Opinião Pública – Vol. 12, Nº 1 2006
Articles in this issue
Authors: Mitchel A. Seligson, John A. Booth e Miguel Gómez B.
Recent steep declines in trust in government among the mass publics of institutionalized democracies have rekindled interest in legitimacy theory and research. Theorists have long conceived of political legitimacy as multidimensional, and argue that it ranges from abstract support for a political community underlying regime principles to the more concrete evaluation of regime performance, institutions, and actors. However, surprisingly little empirical research has evaluated the theory’s construct validity. Employing a national sample survey from Costa Rican, a stable and successful democracy, we explore whether political legitimacy empirically exists and examine its structure. Using confirmatory factor analysis, we find evidence supporting the multidimensional structure of political support. We also identify certain limitations with both the theoretical and limited empirical research, related to misleading operationalization and the specification of empirical links that we fail to detect. We also find and remedy a surprising error of omission – that prior research overlooked local government as a target of legitimacy beliefs.
Authors: Elizabeth Balbachevsky e Denilde Oliveira Holzhacker
This paper analyzes the possible impacts of the privatization process implemented by the Brazilian former President, Fernando Henrique, over the attitudes and opinions held by Brazilian electorate regarding the presence of the state in the economy. Te paper uses a post-electoral survey from 2002 – The ESEB (Brazilian Electoral Study) data-base – supported by CAPES Foundation. The inquiry carried out in the paper centers on different patterns found in the answers given by the respondents when asked which sector – either government or private one – should be in charge of providing different products and services. The study found out an impressive degree of coherence in the answers given by the respondents, which were used to propose a scale for different attitudes regarding the privatization process. Furthermore, it was possible to establish significant correlation between this attitude and the electoral campaign and the declared vote of the respondent.

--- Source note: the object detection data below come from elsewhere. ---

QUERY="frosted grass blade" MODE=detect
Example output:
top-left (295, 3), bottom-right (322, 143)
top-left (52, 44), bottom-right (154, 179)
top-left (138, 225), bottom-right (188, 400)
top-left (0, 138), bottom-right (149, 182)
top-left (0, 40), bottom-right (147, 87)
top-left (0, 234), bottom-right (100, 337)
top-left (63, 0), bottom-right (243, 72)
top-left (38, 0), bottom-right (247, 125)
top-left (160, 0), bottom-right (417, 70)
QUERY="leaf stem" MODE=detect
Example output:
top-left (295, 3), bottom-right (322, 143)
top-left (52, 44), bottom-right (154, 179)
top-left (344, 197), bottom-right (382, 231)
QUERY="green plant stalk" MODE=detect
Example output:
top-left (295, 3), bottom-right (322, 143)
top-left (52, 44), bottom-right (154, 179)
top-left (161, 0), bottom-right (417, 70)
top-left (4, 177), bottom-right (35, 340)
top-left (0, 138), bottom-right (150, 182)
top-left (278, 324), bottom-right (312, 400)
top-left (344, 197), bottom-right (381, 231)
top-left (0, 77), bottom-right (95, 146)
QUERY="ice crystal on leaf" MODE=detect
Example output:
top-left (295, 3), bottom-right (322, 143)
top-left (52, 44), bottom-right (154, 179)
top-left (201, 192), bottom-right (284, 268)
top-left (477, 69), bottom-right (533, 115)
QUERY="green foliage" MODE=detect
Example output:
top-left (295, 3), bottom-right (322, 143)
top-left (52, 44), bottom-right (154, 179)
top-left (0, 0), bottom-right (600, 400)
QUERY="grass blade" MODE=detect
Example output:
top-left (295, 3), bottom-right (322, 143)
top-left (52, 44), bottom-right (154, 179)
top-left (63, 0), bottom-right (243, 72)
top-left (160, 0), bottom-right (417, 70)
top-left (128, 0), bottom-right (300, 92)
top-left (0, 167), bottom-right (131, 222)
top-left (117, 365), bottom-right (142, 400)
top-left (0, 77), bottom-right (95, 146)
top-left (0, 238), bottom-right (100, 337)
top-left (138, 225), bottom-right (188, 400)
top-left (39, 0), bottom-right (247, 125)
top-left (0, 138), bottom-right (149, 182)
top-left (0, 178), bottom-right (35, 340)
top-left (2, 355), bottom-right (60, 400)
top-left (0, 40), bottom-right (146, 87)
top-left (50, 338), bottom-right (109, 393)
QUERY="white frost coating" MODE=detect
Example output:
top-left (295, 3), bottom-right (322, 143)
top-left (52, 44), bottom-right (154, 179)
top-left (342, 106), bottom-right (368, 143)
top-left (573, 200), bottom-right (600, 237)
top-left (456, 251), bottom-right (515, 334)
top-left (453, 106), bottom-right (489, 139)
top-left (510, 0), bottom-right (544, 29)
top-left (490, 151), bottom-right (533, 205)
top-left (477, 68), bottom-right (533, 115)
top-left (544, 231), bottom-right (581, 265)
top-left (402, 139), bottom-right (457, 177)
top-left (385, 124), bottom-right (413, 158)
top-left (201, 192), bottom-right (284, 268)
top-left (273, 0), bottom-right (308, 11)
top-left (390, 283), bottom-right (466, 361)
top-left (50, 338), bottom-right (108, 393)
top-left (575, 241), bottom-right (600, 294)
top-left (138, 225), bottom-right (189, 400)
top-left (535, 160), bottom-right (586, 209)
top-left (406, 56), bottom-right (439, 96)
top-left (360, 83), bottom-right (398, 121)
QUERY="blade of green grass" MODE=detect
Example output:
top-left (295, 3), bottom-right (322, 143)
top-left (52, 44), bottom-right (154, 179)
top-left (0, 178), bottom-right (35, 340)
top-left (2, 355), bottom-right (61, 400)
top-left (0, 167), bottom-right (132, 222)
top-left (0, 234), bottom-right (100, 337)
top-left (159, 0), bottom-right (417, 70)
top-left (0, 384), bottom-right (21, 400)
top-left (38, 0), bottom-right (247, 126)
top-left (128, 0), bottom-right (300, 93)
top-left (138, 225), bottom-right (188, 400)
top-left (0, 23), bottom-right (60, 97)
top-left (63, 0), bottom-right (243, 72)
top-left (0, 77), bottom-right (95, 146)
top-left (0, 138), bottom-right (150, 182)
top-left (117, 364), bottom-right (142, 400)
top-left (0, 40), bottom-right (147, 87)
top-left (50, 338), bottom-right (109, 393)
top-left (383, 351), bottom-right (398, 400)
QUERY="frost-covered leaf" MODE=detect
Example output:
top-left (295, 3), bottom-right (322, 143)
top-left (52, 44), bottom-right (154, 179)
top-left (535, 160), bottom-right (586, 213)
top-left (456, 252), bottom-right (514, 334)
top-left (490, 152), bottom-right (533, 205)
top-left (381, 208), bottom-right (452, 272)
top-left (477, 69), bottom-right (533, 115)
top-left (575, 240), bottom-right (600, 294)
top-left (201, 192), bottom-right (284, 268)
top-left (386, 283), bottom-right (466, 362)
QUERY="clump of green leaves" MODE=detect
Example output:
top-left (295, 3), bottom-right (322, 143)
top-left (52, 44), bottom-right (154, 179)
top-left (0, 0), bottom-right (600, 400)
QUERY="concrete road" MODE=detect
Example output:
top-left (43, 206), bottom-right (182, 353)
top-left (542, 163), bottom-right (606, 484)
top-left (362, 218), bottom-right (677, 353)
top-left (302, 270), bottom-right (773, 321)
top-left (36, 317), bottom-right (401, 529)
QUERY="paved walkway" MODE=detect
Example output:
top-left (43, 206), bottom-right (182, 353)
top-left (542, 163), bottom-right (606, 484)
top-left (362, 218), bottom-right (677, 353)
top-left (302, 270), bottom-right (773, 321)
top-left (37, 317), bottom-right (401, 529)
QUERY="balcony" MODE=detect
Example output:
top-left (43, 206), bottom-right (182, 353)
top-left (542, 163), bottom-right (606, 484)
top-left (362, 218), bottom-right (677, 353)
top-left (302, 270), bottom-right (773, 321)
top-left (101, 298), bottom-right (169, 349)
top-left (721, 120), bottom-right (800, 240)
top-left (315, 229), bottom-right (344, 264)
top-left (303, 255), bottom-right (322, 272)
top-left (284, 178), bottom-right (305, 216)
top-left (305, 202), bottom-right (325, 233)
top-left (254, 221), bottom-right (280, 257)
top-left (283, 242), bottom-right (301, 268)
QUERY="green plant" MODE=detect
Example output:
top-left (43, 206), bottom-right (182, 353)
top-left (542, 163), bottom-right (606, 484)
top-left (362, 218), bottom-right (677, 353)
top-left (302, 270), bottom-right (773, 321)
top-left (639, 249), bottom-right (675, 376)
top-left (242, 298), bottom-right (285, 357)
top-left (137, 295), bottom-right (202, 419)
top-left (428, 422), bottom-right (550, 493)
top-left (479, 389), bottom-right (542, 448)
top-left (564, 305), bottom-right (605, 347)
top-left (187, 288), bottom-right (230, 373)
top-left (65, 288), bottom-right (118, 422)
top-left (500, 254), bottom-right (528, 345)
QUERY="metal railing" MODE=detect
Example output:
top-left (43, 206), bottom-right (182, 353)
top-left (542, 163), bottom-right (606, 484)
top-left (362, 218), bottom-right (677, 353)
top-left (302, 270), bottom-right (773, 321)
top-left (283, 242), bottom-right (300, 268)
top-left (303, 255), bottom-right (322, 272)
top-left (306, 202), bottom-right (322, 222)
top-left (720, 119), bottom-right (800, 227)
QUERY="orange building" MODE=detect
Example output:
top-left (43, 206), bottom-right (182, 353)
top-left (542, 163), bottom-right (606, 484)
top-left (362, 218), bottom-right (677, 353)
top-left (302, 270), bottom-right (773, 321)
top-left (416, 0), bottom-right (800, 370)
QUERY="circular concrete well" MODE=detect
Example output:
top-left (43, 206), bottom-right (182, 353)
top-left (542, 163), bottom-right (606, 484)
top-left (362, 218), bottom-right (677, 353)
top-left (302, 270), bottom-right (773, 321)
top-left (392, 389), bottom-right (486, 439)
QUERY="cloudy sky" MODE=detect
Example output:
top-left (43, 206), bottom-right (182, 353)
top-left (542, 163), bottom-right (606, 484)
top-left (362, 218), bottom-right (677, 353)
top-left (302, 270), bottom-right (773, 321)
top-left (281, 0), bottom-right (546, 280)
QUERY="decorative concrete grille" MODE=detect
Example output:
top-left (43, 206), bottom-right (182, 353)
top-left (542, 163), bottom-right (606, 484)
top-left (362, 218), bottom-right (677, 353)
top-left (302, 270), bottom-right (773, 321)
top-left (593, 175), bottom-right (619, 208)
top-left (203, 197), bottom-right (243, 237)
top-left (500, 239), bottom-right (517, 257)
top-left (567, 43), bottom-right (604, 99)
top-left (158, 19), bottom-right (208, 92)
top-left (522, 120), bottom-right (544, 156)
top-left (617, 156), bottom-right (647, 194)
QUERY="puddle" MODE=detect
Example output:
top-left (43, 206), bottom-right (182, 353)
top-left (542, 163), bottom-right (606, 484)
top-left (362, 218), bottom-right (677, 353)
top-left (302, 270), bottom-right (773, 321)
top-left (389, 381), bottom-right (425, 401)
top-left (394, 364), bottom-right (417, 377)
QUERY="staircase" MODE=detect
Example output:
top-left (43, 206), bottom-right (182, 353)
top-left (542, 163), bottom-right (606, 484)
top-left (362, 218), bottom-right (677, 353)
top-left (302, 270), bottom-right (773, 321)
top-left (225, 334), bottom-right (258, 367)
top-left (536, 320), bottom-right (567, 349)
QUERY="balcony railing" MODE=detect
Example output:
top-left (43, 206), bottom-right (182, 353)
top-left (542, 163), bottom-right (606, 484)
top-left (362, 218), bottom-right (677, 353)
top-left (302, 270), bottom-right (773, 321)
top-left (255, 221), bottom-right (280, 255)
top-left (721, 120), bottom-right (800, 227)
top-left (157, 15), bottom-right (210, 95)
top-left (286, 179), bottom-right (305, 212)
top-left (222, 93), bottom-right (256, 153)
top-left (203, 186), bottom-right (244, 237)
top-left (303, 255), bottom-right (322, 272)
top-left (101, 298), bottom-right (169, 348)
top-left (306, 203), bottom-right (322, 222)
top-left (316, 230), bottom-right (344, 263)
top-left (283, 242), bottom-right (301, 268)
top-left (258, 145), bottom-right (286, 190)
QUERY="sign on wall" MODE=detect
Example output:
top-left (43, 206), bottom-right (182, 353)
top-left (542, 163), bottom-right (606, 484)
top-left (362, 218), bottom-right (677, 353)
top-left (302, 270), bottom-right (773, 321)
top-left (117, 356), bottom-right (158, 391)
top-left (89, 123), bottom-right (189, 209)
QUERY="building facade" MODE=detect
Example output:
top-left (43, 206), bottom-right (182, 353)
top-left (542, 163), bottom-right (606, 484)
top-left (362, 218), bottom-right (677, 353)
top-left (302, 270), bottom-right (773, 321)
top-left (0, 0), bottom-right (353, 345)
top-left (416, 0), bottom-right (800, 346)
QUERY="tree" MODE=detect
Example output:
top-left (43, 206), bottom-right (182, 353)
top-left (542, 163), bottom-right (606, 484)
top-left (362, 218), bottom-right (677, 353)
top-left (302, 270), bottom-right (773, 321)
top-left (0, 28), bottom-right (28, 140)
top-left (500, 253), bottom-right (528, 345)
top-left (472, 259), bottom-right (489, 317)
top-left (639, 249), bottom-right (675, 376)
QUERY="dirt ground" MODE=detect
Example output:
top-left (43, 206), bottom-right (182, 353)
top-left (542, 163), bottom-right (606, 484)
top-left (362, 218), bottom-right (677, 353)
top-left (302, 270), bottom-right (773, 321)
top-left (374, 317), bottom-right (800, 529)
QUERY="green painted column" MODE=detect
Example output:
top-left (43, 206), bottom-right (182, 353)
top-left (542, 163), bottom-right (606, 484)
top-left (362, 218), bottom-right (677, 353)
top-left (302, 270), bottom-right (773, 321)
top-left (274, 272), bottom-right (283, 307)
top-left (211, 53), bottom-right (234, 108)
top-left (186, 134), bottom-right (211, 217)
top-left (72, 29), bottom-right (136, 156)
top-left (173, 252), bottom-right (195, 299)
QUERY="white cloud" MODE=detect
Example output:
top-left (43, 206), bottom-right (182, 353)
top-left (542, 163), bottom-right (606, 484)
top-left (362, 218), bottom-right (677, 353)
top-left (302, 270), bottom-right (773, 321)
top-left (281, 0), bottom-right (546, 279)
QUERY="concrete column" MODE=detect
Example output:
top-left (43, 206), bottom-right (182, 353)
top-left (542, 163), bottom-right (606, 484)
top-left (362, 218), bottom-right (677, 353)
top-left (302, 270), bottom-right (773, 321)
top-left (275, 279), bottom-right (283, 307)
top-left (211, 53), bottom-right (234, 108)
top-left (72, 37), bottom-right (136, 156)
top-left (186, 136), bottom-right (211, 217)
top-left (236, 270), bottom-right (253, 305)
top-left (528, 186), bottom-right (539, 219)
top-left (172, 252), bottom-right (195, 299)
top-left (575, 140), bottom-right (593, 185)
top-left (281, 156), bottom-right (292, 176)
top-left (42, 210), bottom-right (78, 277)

Author: Eva-Maria Trüdinger
American tolerance research traditionally discusses the influence of education on political tolerance. These debates are transferred into a German context, and the article aims to complement previous research on tolerance by a combination of value-based explanations, of findings about mass belief systems and about heuristics in decision-making. It is assumed that the levels of education and political sophistication of a person determine his/her attitudes on political tolerance, because they have an impact on the relevance of values and ideological dispositions as abstract principles for individual decisions on tolerance situations. As a result of our empirical analyses, we can emphasize the separate influence of political sophistication and the contextual nature of tolerant attitudes, partly due to individual differences in the handling of abstract principles.
Author: Fernando Antônio Azevedo
Using Hallim and Mancini’s models of analysis to compare media and political systems, the article describes, classifies and discusses the brazilian case in the recent democratic period, having as focus the political jornalism behaviour. The electoral press coverage during the presidential elections (1989, 1994, 1998 and 2002) and the changes in regard to external and internal diversity of the media system are emphasized, as well as its capacity to promote a pluralist debate.
Authors: Renato M. Perissinotto e Mariana B. Braunert
Although most of the studies on political culture stress on attitudes of the population as a whole, some researchers have dedicated their attention to the political values of the national political elite. We believe that the same attention must be paid to the political attitudes of regional political elites, since they operate central parts of the political system (the sub-national units of the political system). This article analyses the political opinions of the members of the Paraná state parliament, based on data collected by a survey. We intend to indicate the importance of the “ideological position” variable to understand the differences in the intensity of the adhesion to the democratic system between the right and left wing members of the Paraná state parliament.
Author: Yan de Souza Carreirão
This article analyses the ideological patterns of coalitions performed at the elections for governor, federal representative, state representative and mayor, between 1986 and 2004, in Santa Catarina. The main goal is to verify to what extent ideology constitutes an obstacle to the making of “inconsistent” coalitions and if there are changes in the coalitions patterns, along the period at study. The analysis reveals that at the beginning of the operation of the current party system the proportion of ideologically inconsistent coalitions was small, in relation to the candidatures as a whole. As time passed by, however, the proportion of ideologically inconsistent coalitions increased substantially.
Author: Francisco Paulo Jamil Almeida Marques
This article examines specific questions about democracy and digital technologies of communication. The paper begins presenting the notion of public sphere as a guide to evaluate the possibilities of a virtual version of this discursive space. Then, it discusses certain arguments offered by authors for and against the notion of virtual public sphere. Such arguments give the necessary background to develop the proposal of virtual public sphere neither as a genuine discursive space nor as a space that refuses the requisites of a normative public sphere. In other words, this paper defends that most of the discursive spaces found in the internet act in a more efficient way as places dedicated to what is called civic conversation. Most of the debates in lists and online forums serve as a way to improve the given and take of opinions. The conclusion considers that democracy has through the internet an alternative way to foster citizen’s participation.